Consortium for Advanced Research Training in Africa (CARTA), Nairobi, Kenya.
Centre for Health Policy, School of Public Health, University of the Witwatersrand, Johannesburg, South Africa.
Front Public Health. 2022 Oct 14;10:957528. doi: 10.3389/fpubh.2022.957528. eCollection 2022.
Many low- and middle-income countries are attempting to finance healthcare through voluntary membership of insurance schemes. This study examined willingness to prepay for health care, social solidarity as well as the acceptability of subsidies for the poor as factors that determine enrolment in western Kenya.
This study employed a sequential mixed method design. We conducted a cross-sectional household survey ( = 1,746), in-depth household interviews ( = 36), 6 FGDs with community stakeholders and key informant interviews ( = 11) with policy makers and implementers in a single county in western Kenya. Social solidarity was defined by willingness to make contributions that would benefit people who were sicker ("risk cross-subsidization") and poorer ("income cross-subsidization"). We also explored participants' preferences related to contribution cost structure - e.g., flat, proportional, progressive, and exemptions for the poor.

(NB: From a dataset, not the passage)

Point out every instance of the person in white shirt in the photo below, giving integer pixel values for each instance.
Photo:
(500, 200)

Our study found high willingness to prepay for healthcare among those without insurance (87.1%) with competing priorities, low incomes, poor access, and quality of health services, lack of awareness of flexible payment options cited as barriers to enrolment. More than half of respondents expressed willingness to tolerate risk and income cross-subsidization suggesting strong social solidarity, which increased with socio-economic status (SES). Higher SES was also associated with preference for a proportional payment while lower SES with a progressive payment. Few participants, even the poor themselves, felt the poor should be exempt from any payment, due to stigma (being accused of laziness) and fear of losing power in the process of receiving care (having the right to demand care).

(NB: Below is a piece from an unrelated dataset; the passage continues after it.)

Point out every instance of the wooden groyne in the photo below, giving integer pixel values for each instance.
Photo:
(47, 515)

Although there was a high willingness to prepay for healthcare, numerous barriers hindered voluntary health insurance enrolment in Kenya. Our findings highlight the importance of fostering and leveraging existing social solidarity to move away from flat rate contributions to allow for fairer risk and income cross-subsidization. Finally, governments should invest in robust strategies to effectively identify subsidy beneficiaries.
许多中低收入国家正试图通过参加保险计划来实现医疗保健的自费。本研究考察了在肯尼亚西部,人们为医疗保健预先付费、社会团结以及为穷人提供补贴的意愿,这些因素决定了人们加入医疗保险的意愿。
本研究采用了顺序混合方法设计。我们在肯尼亚西部的一个县进行了横断面家庭调查(=1746)、深入的家庭访谈(=36)、6 次社区利益相关者焦点小组讨论(=11)和政策制定者和执行者的关键信息访谈(=11)。社会团结的定义是愿意为更健康的人(“风险交叉补贴”)和更穷的人(“收入交叉补贴”)做出贡献。我们还探讨了参与者对缴费结构的偏好,如平摊、比例、累进和为穷人豁免。
我们的研究发现,那些有其他优先事项、收入低、就医机会差和服务质量差、缺乏灵活缴费选择意识的无保险者对医疗保健预先付费有很高的意愿,而这些都是阻碍参保的因素。超过一半的受访者表示愿意容忍风险和收入交叉补贴,这表明社会团结非常强烈,社会经济地位越高,这种团结越强。较高的社会经济地位与对比例缴费的偏好有关,而较低的社会经济地位与累进缴费有关。很少有参与者,甚至是穷人自己,认为穷人应该免除任何缴费,因为这会带来耻辱(被指责懒惰)和在接受护理过程中失去权力的恐惧(有权要求护理)。
尽管肯尼亚人有很高的医疗保健预先付费意愿,但许多障碍阻碍了自愿医疗保险的参保。我们的研究结果强调了培养和利用现有的社会团结的重要性,以避免采用平摊缴费方式,实现更公平的风险和收入交叉补贴。最后,政府应该投资制定有效的策略,以有效地确定补贴受益人。